Snapchat has raised a $175 million funding from Fidelity Investments at a $16 billion valuation, the same as figure in May of 2015.

Most of the time, such a number would be a positive sign, but in this case, it appears to be more of a stagnation. In other words, investors could be starting to have doubts in the company's plans for the future.

With that said, Snapchat is not alone on this, as other technology companies are also experiencing a similar case, including Foursquare and Jawbone, to name a few. However, this flat valuation doesn't seem all too bad relatively.

The news first came about when The Wall Street Journal reported it, and according to a person familiar with the matter, Fidelity's investment is still part of the funding round from last year, as the company had already given the go-signal to sell these shares during the portion of that round.

All in all, Snapchat has raised a total of more than $1.2 billion in funding from various investors, including Alibaba Group Holding, Coatue Management, DST Global, General Catalyst Partners and Lightspeed Venture Partners.

Two people who are knowledgeable of the business told WSJ that some investors accepted common shares instead of preferred stock, despite the fact that holders of preferred shares have certain rights, including voting and receiving money first when an acquisition or liquidation occurs.

Snapchat is one of the biggest apps in the social media industry, where the CEO and co-founder of the company has just recently revealed that the video messaging app garners over 8 billion views each day.

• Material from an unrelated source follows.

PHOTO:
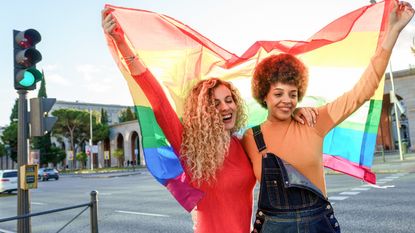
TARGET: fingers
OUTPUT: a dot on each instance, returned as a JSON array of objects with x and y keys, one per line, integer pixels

"Since launching ads just over a year ago, Snapchat has continuously worked to strengthen its advertising team and product offerings, most recently restructuring the team," a spokesperson of Snapchat says.

On a related note, the company started to push more effort into providing brands more attention on the platform. Considering how Snapchat has more than 100 million daily active users, marketers will definitely find a prosperous venture on the platform.